Henri de Toulouse-Lautrec Poster advertising La Goulue and the Moulin Rouge. |
1893, and Louise Joséphine Weber, known as La Goulue (the Glutton) is the unquestioned star of the new dance sensation - le French cancan.
They come from across Europe to watch her raise her petticoats and go through her dazzling display of high kicks, cartwheels, vertical one-legged turns and flying splits.
She's a sensation! So much so that when Joseph Oller, owner of the Moulin-Rouge cabaret club, needs a star attraction to inaugurate his new theatre on Boulevard des Capucines, there's only one kid in town - La Goulue and her chorus line of hot dancers!
La Goulue circa 1890 by an unknown photographer. |
The opening night is slated for Wednesday 12 April 1893. All of Paris is there. The reporter from Le Gaulois is frantic in his poetic enthusiasm: 'Nothing is more admirable than the seats in the stalls, like chaises longues, in which we could easily fall asleep, if there weren't so many wonderful things to look at".
The programme includes a ventriloquist, performing dogs, acrobats, and female dancer called Bob.
But the only star is La Goulue! And she is unstopable! She whirls her lace petticoats revealing her underwear, kittenishly embroidered with a heart. In a high kick she knocks a male dancer's hat off, to wild applause from the spectators. And among the spectators, cabaret singer and actress Yvette Guilbert, is in raptures over her 'adorable, agile, spiritual' legs.
The night is a triumph!

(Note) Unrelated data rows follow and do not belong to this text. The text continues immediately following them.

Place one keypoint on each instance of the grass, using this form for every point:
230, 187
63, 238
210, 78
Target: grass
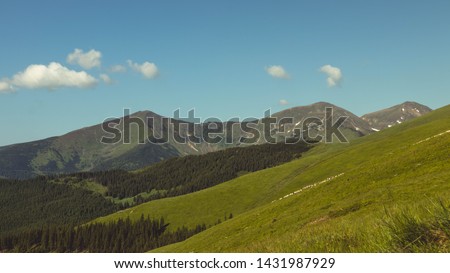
382, 172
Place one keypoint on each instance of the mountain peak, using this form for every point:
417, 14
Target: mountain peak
396, 114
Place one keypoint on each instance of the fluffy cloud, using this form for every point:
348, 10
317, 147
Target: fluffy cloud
334, 75
86, 60
148, 70
51, 77
118, 68
277, 71
5, 86
105, 78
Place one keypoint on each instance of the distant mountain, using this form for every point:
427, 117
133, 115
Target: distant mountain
354, 126
397, 114
81, 150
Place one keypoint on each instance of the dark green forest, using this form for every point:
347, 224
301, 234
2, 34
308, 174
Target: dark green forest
35, 202
188, 174
47, 213
115, 237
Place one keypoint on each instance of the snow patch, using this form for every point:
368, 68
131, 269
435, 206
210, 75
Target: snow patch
431, 137
192, 146
309, 186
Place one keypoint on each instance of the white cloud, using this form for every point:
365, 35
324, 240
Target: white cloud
149, 70
118, 68
86, 60
5, 87
334, 75
277, 71
105, 78
51, 77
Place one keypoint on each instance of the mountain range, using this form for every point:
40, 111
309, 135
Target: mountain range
82, 150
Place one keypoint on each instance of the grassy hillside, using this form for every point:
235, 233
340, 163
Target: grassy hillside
386, 171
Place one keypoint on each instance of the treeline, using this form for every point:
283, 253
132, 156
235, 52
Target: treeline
113, 237
35, 202
187, 174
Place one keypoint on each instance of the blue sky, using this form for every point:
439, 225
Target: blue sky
223, 58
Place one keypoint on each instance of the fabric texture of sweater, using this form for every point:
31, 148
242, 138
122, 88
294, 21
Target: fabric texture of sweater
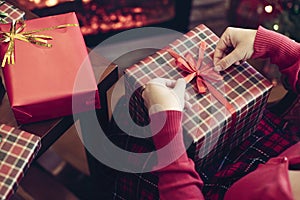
179, 180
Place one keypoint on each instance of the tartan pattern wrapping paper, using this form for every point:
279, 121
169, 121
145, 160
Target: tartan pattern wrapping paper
13, 12
207, 122
17, 150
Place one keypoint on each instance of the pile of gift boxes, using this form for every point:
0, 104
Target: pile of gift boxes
40, 83
46, 68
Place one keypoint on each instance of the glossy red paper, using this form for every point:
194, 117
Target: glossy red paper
46, 83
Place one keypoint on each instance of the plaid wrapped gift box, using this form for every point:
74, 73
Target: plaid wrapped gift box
13, 13
17, 150
211, 126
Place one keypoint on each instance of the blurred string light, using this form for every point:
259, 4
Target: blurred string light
269, 9
276, 27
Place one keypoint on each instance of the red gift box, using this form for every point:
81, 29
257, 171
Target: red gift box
13, 13
17, 151
213, 128
46, 83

Soon everyone wants to know her! She sleeps with the Prince of Wales, the future King Edward VII. She is painted by Toulouse-Lautrec and Renoir. She is seen walking a goat in Paris! She breaks men's hearts, and is not indifferent to women. Rumours circulate of an affair with a girl dancer known as La Môme Fromage (The Cheese Kid), but La Goulue denies being gay.
La Goulue et La Môme Fromage (1892) Henri de Toulouse-Lautrec. |
Then two years after her success La Goulue leaves the Moulin-Rouge, thinking to make more money performing at fairground stalls. Gradually she fades from the public eye. She becomes a lion tamer, marries a conjuror, and returns to the stage as an actress. And in 1929 she dies.